The one woman who was taking care of all these little orphans (many with injuries) was asked by the journalist if she was angry. “Oh no,” she replied, “this is where I have been placed and this is where I’ll stay.” She wasn’t angry that no aid had reached them she wasn’t mad at the countless people who walked by her and these children. She was committed to staying with them until such time as she was no longer needed until then she was prepared to stay on and serve and comfort these little one. She had in essence laid down her life for the lest of these. How am I laying down my life for the lest of these?
I once read that if you have a roof over your head, clothes on your back and 20 dollars in your pocket you are richer than 80% of the world. I would not be surprised if those statistics have climbed. I heard on the news that prior to the earthquake the average Haitian survived on $2 a day. If you live in the western world than you are one ‘whom much has been given.’ Dave and I went through a really difficult period of time financially but even through that we had clothing a home and food. Yes, I know we have homeless here too, but that is definitely a minority here.
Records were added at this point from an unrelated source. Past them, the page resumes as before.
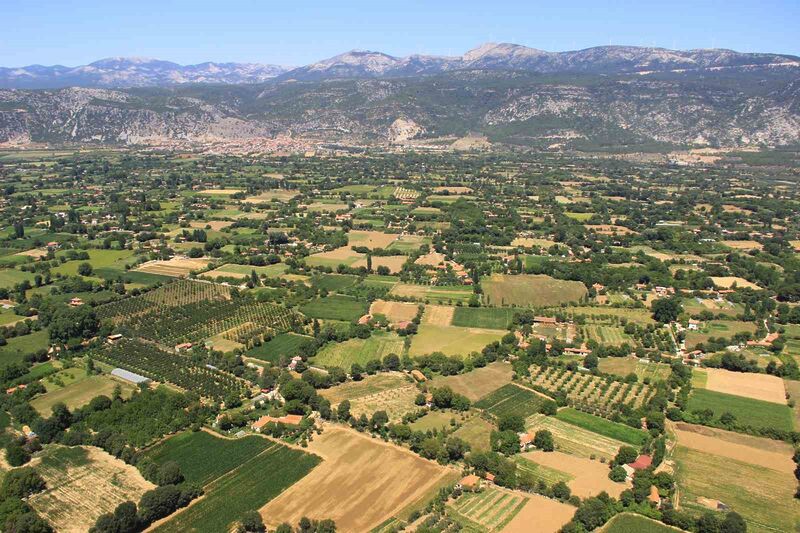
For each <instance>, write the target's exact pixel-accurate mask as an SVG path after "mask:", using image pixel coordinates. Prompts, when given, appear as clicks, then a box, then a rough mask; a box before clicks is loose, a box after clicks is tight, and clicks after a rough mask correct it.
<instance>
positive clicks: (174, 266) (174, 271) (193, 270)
mask: <svg viewBox="0 0 800 533" xmlns="http://www.w3.org/2000/svg"><path fill="white" fill-rule="evenodd" d="M210 262H211V261H209V260H208V259H189V258H188V257H173V258H172V259H169V260H167V261H149V262H147V263H143V264H141V265H139V267H137V268H136V269H135V270H136V271H137V272H147V273H148V274H158V275H161V276H171V277H174V278H183V277H186V276H188V275H189V273H190V272H192V271H194V270H203V269H204V268H206V267H208V264H209V263H210Z"/></svg>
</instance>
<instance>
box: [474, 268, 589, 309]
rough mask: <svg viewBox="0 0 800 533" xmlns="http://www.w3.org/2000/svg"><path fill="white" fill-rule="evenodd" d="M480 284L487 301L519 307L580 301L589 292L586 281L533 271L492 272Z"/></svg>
mask: <svg viewBox="0 0 800 533" xmlns="http://www.w3.org/2000/svg"><path fill="white" fill-rule="evenodd" d="M481 286H482V287H483V293H484V295H483V298H484V301H485V302H486V303H487V304H490V305H517V306H520V307H530V306H545V305H559V304H562V303H568V302H577V301H578V300H580V299H581V298H582V297H584V296H585V295H586V293H587V291H586V287H585V286H584V285H583V283H580V282H577V281H564V280H560V279H555V278H552V277H550V276H545V275H532V274H522V275H518V276H510V275H505V274H492V276H491V277H489V278H488V279H486V278H484V280H483V281H482V283H481Z"/></svg>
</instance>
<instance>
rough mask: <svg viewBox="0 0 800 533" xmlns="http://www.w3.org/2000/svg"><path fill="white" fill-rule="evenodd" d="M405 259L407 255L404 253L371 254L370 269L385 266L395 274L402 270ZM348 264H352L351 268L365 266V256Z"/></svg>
mask: <svg viewBox="0 0 800 533" xmlns="http://www.w3.org/2000/svg"><path fill="white" fill-rule="evenodd" d="M407 259H408V257H406V256H404V255H386V256H381V257H377V256H372V269H373V270H375V269H377V268H378V267H379V266H385V267H387V268H388V269H389V272H391V273H392V274H396V273H398V272H400V271H401V270H403V264H405V262H406V260H407ZM350 266H352V267H353V268H359V267H362V266H363V267H366V266H367V258H366V256H365V257H363V258H362V259H359V260H358V261H356V262H355V263H353V264H352V265H350Z"/></svg>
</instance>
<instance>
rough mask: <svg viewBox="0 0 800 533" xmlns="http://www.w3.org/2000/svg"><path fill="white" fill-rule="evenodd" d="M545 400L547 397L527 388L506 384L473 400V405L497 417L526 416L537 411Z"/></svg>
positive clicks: (528, 415)
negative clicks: (474, 399)
mask: <svg viewBox="0 0 800 533" xmlns="http://www.w3.org/2000/svg"><path fill="white" fill-rule="evenodd" d="M546 401H547V398H545V397H543V396H542V395H540V394H537V393H535V392H533V391H531V390H529V389H526V388H524V387H520V386H518V385H512V384H508V385H503V386H502V387H500V388H499V389H497V390H496V391H494V392H492V393H490V394H489V395H487V396H484V397H483V398H481V399H480V400H478V401H477V402H475V407H476V408H478V409H483V410H484V411H486V412H487V413H489V414H491V415H493V416H495V417H497V418H503V417H506V416H521V417H522V418H527V417H529V416H531V415H534V414H536V413H538V412H539V408H540V407H541V406H542V405H543V404H544V403H545V402H546Z"/></svg>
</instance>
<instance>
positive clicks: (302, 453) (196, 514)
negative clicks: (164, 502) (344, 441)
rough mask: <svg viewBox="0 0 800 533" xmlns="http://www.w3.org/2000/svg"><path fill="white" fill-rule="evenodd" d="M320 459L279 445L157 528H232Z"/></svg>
mask: <svg viewBox="0 0 800 533" xmlns="http://www.w3.org/2000/svg"><path fill="white" fill-rule="evenodd" d="M319 462H320V458H319V457H317V456H315V455H310V454H307V453H304V452H301V451H299V450H295V449H292V448H287V447H286V446H283V445H280V444H276V445H274V446H272V447H270V448H268V449H266V450H265V451H263V452H262V453H260V454H259V455H257V456H256V457H253V458H252V459H250V460H249V461H247V462H245V463H244V464H242V465H241V466H239V467H238V468H236V469H235V470H233V471H232V472H231V473H230V474H229V475H227V476H224V477H222V478H219V479H218V480H217V481H216V482H214V483H212V484H210V485H209V486H207V487H206V495H205V496H204V497H203V498H202V499H201V500H199V501H197V503H195V504H194V505H192V506H191V507H189V508H187V509H185V510H183V511H181V512H179V513H177V514H175V515H173V518H172V519H171V520H169V521H167V522H166V523H164V524H162V525H160V526H158V527H156V528H155V529H154V531H159V532H169V531H176V532H183V531H192V530H194V531H229V530H230V528H231V525H232V524H233V523H234V522H235V521H236V520H238V519H239V518H241V516H242V514H244V513H245V512H247V511H252V510H257V509H260V508H261V507H262V506H264V504H266V503H267V502H269V501H270V500H272V499H273V498H275V497H276V496H277V495H278V494H280V493H281V492H283V491H284V490H285V489H286V488H288V487H289V486H291V485H292V484H294V483H295V482H296V481H298V480H300V479H301V478H303V477H304V476H305V475H306V474H308V472H310V471H311V469H312V468H314V467H315V466H316V465H317V464H318V463H319Z"/></svg>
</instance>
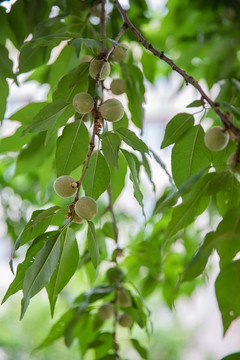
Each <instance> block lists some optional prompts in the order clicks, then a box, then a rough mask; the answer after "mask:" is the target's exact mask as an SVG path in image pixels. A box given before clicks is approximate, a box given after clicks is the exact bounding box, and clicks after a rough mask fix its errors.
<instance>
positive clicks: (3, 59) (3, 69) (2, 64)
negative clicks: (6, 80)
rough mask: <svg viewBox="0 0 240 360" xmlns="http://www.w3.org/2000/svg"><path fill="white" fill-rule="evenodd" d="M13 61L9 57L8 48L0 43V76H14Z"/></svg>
mask: <svg viewBox="0 0 240 360" xmlns="http://www.w3.org/2000/svg"><path fill="white" fill-rule="evenodd" d="M12 69H13V62H12V60H10V59H9V57H8V50H7V49H6V48H5V46H4V45H2V44H0V77H1V78H3V79H5V78H12V79H13V78H14V77H15V75H14V74H13V70H12Z"/></svg>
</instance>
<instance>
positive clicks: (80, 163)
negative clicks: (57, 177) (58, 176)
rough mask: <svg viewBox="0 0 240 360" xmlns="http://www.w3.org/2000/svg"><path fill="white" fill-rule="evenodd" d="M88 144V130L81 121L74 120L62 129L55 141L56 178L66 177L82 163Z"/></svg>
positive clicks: (88, 140)
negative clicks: (65, 175)
mask: <svg viewBox="0 0 240 360" xmlns="http://www.w3.org/2000/svg"><path fill="white" fill-rule="evenodd" d="M88 144H89V136H88V130H87V128H86V126H85V125H84V123H83V121H82V120H76V121H74V122H73V123H71V124H69V125H67V126H66V127H65V128H64V130H63V133H62V135H61V136H60V137H59V138H58V140H57V149H56V168H57V176H61V175H68V174H70V173H71V172H72V171H73V170H74V169H76V168H77V167H78V166H80V165H81V164H82V163H83V161H84V160H85V158H86V155H87V151H88Z"/></svg>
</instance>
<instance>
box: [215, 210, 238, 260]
mask: <svg viewBox="0 0 240 360" xmlns="http://www.w3.org/2000/svg"><path fill="white" fill-rule="evenodd" d="M215 248H216V250H217V252H218V254H219V256H220V265H221V266H222V264H224V263H227V262H230V261H231V260H232V259H233V258H234V257H235V255H236V254H237V253H238V252H239V251H240V207H236V208H233V209H230V210H229V211H228V212H227V213H226V215H225V216H224V218H223V219H222V221H221V222H220V224H219V225H218V227H217V230H216V245H215Z"/></svg>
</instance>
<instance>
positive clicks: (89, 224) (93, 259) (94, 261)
mask: <svg viewBox="0 0 240 360" xmlns="http://www.w3.org/2000/svg"><path fill="white" fill-rule="evenodd" d="M87 239H88V251H89V254H90V256H91V260H92V263H93V265H94V267H95V269H96V268H97V267H98V265H99V263H100V255H99V247H98V239H97V234H96V230H95V226H94V224H93V222H92V221H88V234H87Z"/></svg>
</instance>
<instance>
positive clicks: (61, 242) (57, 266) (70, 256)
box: [47, 227, 79, 316]
mask: <svg viewBox="0 0 240 360" xmlns="http://www.w3.org/2000/svg"><path fill="white" fill-rule="evenodd" d="M60 242H61V253H60V257H59V262H58V265H57V268H56V270H55V271H54V273H53V275H52V277H51V280H50V282H49V284H48V285H47V292H48V298H49V302H50V305H51V314H52V316H53V314H54V308H55V304H56V301H57V296H58V294H59V293H60V291H62V289H63V288H64V287H65V286H66V285H67V283H68V282H69V280H70V279H71V277H72V276H73V275H74V273H75V271H76V269H77V266H78V261H79V250H78V244H77V241H76V239H75V233H74V231H73V230H72V229H70V228H69V227H67V228H66V230H64V231H63V232H62V234H61V237H60Z"/></svg>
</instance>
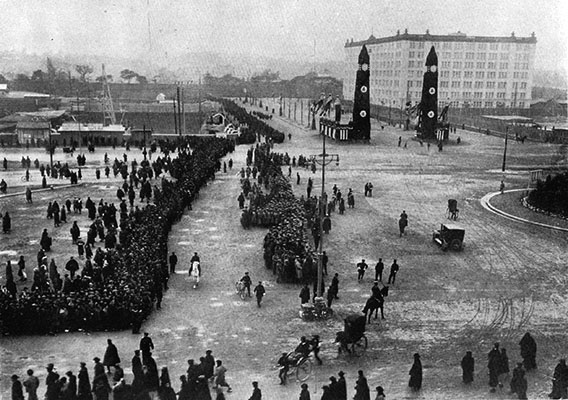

For those of us to whom much is given, much is required of us… we are the MUCH.
Matthew 25:35- For I was hungry and you gave me something to eat, I was thirsty and you gave me something to drink, I was a stranger and you invited me in, I needed clothes and you clothed me, I was sick and you looked after me, I was in prison and you came to visit me.’ “Then the righteous will answer him, ‘Lord, when did we see you hungry and feed you, or thirsty and give you something to drink? When did we see you a stranger and invite you in, or needing clothes and clothe you? When did we see you sick or in prison and go to visit you?’ “The King will reply, ‘I tell you the truth, whatever you did for one of the least of these brothers of mine, you did for me.’